Speaker 1And then I started hating it all and then I quit. And then I asked her do you think having a bit more human schedule might have worked to prevent that? To prevent that? And so then we went into doing this exercise before she jumps back in to set the boundaries, create a schedule of strategic recovery and recharging mentally, emotionally, physically so she never gets into the space where she hates everything and everyone. She hates everything and everyone.
Speaker 1Right, because I think what I want you to understand, and for whichever reason maybe my decade-long meditation and yoga practice and journaling and my coaching work, whichever reason I always felt this connection very strongly what's happening in my body, what's happening in my mind and how they affect each other. But very few people, as I realized in my work, have that. And so when I talk about mind-body connection and how certain emotions and thoughts actually feel in your body, very often for my clients at first, before we work on that, I see blank stares and they tell me I don't really understand, angela, what you mean here. Can you explain further? And then we start practicing things like body scanning, connecting the mind and the body better, and we're going to get into that perhaps on the next podcast. Today, again, we're going to walk through the exercise that will help you to set boundaries, to even have the chance to build that connection.
Speaker 1Sorry, I'm recovering also from some cough, you know all human. But I keep doing what I love, which is sharing wisdom and tips and advice that hopefully making your life and work and the whole work-life experience a lot more fulfilling. So anyhow, guys, body and mind, they're not two separate machines. They are a team. They evolve together to support each other's function. They are two pieces of one thing you well, probably there are a lot of other pieces but they evolve together to make you function holistically better.

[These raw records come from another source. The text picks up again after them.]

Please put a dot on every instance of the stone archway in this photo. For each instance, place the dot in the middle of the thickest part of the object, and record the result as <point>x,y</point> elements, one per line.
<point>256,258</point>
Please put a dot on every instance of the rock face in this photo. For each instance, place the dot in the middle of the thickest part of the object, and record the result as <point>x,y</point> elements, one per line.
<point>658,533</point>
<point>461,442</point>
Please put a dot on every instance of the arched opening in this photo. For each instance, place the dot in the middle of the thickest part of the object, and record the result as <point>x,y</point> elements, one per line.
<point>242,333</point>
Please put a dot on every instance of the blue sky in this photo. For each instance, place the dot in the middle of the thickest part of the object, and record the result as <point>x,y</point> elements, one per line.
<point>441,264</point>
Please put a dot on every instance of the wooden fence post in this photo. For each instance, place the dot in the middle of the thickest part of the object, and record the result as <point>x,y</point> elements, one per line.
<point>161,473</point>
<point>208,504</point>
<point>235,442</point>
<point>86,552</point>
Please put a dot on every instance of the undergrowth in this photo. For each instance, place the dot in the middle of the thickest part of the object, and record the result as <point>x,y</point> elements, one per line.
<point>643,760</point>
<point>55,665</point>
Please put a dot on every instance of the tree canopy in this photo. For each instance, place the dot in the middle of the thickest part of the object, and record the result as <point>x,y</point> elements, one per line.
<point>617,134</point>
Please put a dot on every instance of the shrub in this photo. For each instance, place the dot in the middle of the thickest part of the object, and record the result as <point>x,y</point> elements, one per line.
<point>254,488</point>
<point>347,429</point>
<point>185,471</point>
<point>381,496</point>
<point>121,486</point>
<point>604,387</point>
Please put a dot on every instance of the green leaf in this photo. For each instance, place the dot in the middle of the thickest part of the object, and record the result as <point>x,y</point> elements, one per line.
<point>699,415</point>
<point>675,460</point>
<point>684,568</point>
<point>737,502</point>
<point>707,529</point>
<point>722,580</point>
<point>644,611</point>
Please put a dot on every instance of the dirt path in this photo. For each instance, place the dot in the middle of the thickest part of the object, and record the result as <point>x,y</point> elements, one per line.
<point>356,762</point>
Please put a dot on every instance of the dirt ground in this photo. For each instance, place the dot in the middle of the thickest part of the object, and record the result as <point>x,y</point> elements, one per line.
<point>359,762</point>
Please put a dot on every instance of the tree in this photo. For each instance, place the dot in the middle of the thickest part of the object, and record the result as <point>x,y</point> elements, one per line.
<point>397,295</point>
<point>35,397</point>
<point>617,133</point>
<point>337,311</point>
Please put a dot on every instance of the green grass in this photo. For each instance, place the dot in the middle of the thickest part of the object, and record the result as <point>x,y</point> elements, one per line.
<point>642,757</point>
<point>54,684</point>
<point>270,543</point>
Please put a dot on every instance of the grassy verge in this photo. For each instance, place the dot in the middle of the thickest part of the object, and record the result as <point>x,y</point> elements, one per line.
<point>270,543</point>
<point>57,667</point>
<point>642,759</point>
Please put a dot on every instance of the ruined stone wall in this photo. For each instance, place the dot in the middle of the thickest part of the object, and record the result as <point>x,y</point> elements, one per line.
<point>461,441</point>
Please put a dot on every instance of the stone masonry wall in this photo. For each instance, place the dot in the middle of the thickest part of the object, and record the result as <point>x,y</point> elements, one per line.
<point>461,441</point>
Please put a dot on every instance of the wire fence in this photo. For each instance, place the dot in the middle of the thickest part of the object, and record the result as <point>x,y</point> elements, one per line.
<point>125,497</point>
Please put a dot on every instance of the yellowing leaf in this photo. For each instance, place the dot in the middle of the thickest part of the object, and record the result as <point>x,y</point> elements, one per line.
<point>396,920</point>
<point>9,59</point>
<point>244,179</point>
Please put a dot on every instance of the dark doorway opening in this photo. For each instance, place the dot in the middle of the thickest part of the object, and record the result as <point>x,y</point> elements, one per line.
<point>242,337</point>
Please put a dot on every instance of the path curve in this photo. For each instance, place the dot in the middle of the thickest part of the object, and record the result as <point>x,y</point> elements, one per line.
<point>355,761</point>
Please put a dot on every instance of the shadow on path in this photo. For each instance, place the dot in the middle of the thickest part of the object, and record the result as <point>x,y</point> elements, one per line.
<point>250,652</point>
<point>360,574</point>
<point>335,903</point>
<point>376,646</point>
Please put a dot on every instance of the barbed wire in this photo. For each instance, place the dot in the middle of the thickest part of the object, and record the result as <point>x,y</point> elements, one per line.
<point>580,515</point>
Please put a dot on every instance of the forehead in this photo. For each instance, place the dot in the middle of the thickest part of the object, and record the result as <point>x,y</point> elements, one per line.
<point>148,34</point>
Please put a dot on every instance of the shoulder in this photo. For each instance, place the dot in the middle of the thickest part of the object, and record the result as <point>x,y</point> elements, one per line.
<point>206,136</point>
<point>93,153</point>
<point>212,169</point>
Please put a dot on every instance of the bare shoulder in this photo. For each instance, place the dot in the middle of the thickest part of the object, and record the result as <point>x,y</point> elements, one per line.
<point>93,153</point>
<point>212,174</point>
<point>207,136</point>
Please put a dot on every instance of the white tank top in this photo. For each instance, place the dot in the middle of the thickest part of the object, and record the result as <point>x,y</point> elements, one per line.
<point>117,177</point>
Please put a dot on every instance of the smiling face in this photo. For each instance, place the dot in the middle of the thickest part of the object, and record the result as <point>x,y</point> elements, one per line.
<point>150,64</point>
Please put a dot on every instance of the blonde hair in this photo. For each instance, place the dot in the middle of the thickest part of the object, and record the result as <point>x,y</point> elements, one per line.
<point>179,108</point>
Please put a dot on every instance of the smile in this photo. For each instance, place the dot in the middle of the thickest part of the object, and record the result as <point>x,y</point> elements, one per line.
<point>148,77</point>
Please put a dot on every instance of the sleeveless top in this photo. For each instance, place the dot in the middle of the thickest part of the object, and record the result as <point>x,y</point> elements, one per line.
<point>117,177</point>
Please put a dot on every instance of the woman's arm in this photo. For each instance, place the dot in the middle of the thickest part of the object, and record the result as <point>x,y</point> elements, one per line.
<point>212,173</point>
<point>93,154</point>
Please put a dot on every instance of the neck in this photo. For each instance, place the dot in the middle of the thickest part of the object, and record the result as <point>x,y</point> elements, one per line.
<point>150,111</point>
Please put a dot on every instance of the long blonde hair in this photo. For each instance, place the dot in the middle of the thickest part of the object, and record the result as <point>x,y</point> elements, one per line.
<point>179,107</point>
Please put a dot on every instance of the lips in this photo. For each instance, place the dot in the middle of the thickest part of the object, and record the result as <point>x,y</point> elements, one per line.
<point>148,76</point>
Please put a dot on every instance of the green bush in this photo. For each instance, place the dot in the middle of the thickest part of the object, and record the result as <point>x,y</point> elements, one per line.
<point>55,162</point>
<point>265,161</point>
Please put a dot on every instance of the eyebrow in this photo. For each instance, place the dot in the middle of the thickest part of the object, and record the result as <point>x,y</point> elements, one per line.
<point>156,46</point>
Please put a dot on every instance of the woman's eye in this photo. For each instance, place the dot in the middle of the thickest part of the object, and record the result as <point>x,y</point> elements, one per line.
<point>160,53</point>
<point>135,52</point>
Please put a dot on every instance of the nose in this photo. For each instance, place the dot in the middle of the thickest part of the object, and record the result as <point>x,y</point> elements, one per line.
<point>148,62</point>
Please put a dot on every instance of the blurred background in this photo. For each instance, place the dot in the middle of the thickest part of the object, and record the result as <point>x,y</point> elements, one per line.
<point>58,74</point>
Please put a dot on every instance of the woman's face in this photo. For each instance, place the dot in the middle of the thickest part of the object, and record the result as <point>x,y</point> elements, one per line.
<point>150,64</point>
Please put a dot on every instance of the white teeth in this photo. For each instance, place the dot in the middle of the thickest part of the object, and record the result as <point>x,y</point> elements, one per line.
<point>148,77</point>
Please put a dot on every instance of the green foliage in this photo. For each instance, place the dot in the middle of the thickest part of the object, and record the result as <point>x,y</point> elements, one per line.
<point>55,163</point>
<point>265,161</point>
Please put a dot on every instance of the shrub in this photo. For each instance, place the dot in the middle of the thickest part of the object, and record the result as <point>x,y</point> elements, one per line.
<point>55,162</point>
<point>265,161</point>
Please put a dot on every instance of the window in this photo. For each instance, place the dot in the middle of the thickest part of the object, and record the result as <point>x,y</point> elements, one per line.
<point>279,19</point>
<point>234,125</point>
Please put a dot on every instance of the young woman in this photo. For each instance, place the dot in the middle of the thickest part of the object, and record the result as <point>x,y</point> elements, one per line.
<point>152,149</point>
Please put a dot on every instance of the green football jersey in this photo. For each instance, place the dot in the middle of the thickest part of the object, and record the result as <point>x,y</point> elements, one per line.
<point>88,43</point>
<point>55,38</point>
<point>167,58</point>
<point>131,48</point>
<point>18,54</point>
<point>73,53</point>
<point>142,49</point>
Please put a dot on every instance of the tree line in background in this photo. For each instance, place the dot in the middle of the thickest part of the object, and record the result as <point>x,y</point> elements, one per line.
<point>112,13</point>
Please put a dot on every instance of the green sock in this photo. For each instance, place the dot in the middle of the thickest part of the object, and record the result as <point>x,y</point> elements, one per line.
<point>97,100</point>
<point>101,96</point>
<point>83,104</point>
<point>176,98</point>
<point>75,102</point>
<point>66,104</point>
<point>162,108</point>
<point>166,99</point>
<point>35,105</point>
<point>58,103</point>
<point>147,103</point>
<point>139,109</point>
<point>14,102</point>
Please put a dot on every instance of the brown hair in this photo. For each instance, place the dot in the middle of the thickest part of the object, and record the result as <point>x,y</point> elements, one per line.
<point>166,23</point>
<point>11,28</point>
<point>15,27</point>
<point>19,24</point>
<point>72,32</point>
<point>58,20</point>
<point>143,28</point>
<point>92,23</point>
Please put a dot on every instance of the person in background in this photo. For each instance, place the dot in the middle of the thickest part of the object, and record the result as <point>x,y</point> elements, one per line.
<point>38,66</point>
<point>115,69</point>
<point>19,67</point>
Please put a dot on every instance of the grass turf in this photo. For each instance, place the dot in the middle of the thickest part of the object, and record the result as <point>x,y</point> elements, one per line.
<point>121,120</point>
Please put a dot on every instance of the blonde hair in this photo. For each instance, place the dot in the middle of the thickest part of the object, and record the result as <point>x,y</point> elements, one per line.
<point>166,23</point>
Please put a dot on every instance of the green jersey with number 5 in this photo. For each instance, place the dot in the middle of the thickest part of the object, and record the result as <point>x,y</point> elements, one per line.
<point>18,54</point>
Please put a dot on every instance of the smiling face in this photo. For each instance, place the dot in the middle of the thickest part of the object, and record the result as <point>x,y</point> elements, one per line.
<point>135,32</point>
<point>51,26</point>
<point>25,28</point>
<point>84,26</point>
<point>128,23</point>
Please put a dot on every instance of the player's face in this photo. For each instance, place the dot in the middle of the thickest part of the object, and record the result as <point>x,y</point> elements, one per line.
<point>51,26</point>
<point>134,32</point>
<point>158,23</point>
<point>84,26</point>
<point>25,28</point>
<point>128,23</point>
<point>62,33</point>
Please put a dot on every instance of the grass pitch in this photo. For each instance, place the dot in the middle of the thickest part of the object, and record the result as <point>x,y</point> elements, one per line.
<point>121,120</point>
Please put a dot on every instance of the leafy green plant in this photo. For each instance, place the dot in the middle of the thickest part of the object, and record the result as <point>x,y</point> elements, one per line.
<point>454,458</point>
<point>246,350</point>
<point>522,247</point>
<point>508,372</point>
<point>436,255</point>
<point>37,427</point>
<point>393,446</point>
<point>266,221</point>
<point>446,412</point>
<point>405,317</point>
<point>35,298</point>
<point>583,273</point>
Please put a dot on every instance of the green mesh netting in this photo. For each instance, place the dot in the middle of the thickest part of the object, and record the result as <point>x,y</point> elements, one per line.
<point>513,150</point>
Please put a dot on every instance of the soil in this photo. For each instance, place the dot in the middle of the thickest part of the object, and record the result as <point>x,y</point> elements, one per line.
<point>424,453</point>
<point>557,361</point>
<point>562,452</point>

Speaker 1And when your body gets run down, your mind changes the story. Your body changes literally every single second how your mind works, how you make decisions, what emotions you feel when you get tired. You don't just feel tired, you start feeling and thinking like oh this person irritates me, I don't like what I'm doing. My clients are hopefully not to that extent, but your thinking, your decision-making, your emotions change and that's not objective truth of your experience, that's survival mode. On A little story, I've noticed one thing when I go climbing mountains here in Cape Town, when I push too hard, I start hating this beautiful hike up the mountain with this gorgeous out of this world views, I start hating it. But if I just pause every now and then for a minute or two and just breathe in and enjoy the views, all of a sudden this joy of doing it, like I get to do this, it comes rushing back. Maybe life is no different, guys.
Speaker 1So, again with this client, we are working on this exercise that I'm about to walk you through, the exercise which is designed to help you, which is designed to help you learn how to build boundaries around your work and life and recharging. So you notice the signs and you very often prevent those signs of breaking mentally, emotionally, before you quit and decide, oh, you know, this relationship isn't for me or this job isn't for me. It's too freaking hard. This business building thing is too hard. Well before that, maybe, again, as Brendan Bouchard said, don't, when you get tired, don't quit, just take a break, right? So let's go through the exercise. It's a worksheet and what I recommend you doing is listen through the process right now, familiarize yourself with the idea, or, if you are in a place where you can do it, it's probably going to take you around 15 minutes. So, if you have that time, take it now, because it's really worth it.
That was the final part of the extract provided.